A viewing is planned for this vintage Coca-Cola sign tonight (April 27) at the future home of the Health and Technology Center at 131 Bath Ave. , Long Branch.
The public is invited to attend a viewing tonight (April 27) to get a first hand look at the vintage Coca-Cola sign found after a building on Third Avenue in Long Branch was taken down to make way for residential units. The sign dates back to the 1900s.
The sign was discovered after Prime City demolished the former SICA building on Third Avenue. Construction has begun at the site at 20 Third Ave., which will now be known as SICA Lofts, a 31-unit apartment community. The start of the construction comes on the heels of receiving a $7.5M loan from Manasquan Bank.

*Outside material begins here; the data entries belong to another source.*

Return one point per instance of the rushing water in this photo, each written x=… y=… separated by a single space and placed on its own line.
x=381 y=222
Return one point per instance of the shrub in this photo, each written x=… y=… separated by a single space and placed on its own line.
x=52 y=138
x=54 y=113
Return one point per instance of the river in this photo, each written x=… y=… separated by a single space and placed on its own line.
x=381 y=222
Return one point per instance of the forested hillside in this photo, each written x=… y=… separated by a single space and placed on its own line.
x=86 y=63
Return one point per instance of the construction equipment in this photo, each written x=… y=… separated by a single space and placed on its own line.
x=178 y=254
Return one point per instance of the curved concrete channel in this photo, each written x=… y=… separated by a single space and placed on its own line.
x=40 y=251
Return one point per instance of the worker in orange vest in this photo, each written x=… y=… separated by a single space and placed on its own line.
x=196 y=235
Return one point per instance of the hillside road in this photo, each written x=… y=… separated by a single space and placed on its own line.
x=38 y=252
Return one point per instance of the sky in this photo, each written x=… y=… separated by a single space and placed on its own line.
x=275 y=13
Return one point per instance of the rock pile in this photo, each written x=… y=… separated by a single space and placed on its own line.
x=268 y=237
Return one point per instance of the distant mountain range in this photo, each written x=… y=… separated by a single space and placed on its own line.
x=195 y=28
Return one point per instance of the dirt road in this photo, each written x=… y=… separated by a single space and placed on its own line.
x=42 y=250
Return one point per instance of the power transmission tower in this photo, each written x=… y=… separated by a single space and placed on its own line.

At the viewing the planks from the sign will be laid out for all to see and Coca-Cola, pizza and snacks will be served. The event takes place between 6 and 8 p.m
The advertisement is painted on wood and advertises a “delicious and refreshing” Coca-Cola bottle at the time costing consumers 5 cents. Experts estimate that the sign dates back to the 1910s, which is when Coca-Cola first started spending money on painted wall advertisements.
Prime City said it is taking every action to ensure the sign is kept intact and preserved.
“We uncovered the historic Coca-Cola sign and quickly realized its significance. Immediately following its discovery, we installed scaffolding to preserve the sign and are working closely with the City of Long Branch to find the art a permanent home. We are doing our best to preserve its integrity for the community to enjoy for decades to come,” Alexander McGee, the co-founder of Prime City, the developer of SICA Lofts.
Located at 20 Third Avenue, the development will be built on a half-acre site, offering one-bedroom and one-bedroom plus den units averaging around 750 square feet. Amenities include an expansive common rooftop area with incredible views of the ocean. In addition, there will be 2,500 square feet of ground floor retail, where a portion is expected to serve as a community and cultural arts center paying homage to the property’s history as the original home of the Lincoln Can Manufacturing Co., and later the Shore Institute of Contemporary Arts (SICA).